Distanz in Krisenzeiten bewältigen

Als ob Fernbeziehungen nicht schon schwierig genug wären, wird es während eines Lockdowns zum Prüfstein. Sei es, dass die/der PartnerIn in einem anderen Land lebt und man erst recht nicht in den Flieger steigen kann, oder dass man sich als Paar gezwungenermassen vom Virus getrennt befindet, diese Lage ist für keinen einfach. Wie soll man Distanz zu bewältigen, wenn man die Nähe sucht?

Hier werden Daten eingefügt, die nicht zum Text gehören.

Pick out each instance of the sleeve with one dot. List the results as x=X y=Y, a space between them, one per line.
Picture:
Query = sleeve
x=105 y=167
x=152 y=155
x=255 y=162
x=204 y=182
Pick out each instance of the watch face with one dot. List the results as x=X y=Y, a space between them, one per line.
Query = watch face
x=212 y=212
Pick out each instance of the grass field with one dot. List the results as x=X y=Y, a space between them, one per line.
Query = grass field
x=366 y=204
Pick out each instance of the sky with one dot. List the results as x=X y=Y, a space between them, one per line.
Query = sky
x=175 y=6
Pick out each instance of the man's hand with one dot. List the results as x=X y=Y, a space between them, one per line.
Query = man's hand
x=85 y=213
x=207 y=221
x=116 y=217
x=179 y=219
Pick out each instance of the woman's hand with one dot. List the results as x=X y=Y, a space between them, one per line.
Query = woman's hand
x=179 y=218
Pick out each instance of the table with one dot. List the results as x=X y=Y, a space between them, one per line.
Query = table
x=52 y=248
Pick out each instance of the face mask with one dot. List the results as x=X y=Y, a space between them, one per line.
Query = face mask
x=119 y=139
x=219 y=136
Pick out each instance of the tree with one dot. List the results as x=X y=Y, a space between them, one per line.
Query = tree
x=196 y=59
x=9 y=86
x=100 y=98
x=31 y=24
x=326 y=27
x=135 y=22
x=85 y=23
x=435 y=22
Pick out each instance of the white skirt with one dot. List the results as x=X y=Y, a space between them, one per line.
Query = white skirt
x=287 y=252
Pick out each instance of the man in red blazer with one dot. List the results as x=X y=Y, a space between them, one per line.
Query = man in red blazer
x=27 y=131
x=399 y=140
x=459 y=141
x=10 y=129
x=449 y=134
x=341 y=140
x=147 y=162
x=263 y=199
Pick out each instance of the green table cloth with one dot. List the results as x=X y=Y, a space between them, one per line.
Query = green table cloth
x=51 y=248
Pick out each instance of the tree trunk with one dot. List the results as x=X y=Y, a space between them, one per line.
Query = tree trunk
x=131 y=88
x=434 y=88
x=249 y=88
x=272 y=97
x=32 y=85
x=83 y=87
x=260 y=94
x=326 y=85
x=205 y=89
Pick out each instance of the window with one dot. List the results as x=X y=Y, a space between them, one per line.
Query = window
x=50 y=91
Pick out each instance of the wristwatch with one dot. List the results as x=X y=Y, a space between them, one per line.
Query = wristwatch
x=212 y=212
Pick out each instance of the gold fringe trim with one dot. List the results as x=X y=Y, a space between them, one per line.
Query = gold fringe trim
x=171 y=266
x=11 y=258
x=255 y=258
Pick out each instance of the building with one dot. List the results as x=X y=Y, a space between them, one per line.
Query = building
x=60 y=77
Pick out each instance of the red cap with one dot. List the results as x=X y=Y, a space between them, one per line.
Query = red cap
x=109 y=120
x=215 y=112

Es gibt hilfreiche Tipps, sich auf Distanz verbunden zu fühlen.
Matthew Hussey, ein Experte und Coach rund um Dating und Beziehungen und der Autor von “Get the Guy”, gibt Ratschläge, wie man eine Fernbeziehung nicht nur  übersteht, sondern sie bereichernd gestalten kann.


1.     Überraschen

Routine kann langweilig werden. Es ist einfach in eine Routine zu geraten, wenn man über eine Distanz kommuniziert. Vielleicht benutzt man eine Chat-App, um jeden Abend stets einen ähnlichen Austausch über den vergangenen Tag zu haben. Matthew rät, seine bessere Hälfte mit stets neuen Kommunikationsweisen zu überraschen. So kann man zum Beispiel einen handgeschrieben Brief verfassen, eine E-Mail abschicken
oder spontan während des Tages anrufen. Diese stets neue Art miteinander zu kommunizieren schafft Spannung und reduziert Langeweile.

2.   Sinne entwickeln

Was in einer Fernbeziehung vor allem schwierig wird, ist, dass man die andere Person nicht in den Arm nehmen kann. Es gibt keinen Weg, diesen physischen Kontakt zu haben. Man kann diese Distanz aber auch nutzen, um die Kommunikationsfähigkeiten miteinander zu stärken. Ohne Ablenkung durch physischen Kontakt und durch Fokus auf die Kommunikation kann man sich besser kennenlernen und erfahren, wie man als Paar am besten miteinander auskommt. Matthew erklärt, dass man durch eine Fernbeziehung eine starke emotionale Verbindung kreieren kann, welches als wichtiges Fundament dient. Vorausgesetzt, man schafft es, miteinander zu kommunizieren.

3. Team Mindset

Bei einem Team Mindset geht es darum, eine „du und ich gegen die Welt“ Mentalität mit seinem Partner zu entwickeln, so Matthew. Man sieht sich dadurch als eine starke Einheit und weiss: Egal was auf einen zukommt, man ist füreinander da und kann es gemeinsam durchstehen. Wenn man realisiert, dass man nicht alleine ist, scheint die Distanz nicht so erschreckend.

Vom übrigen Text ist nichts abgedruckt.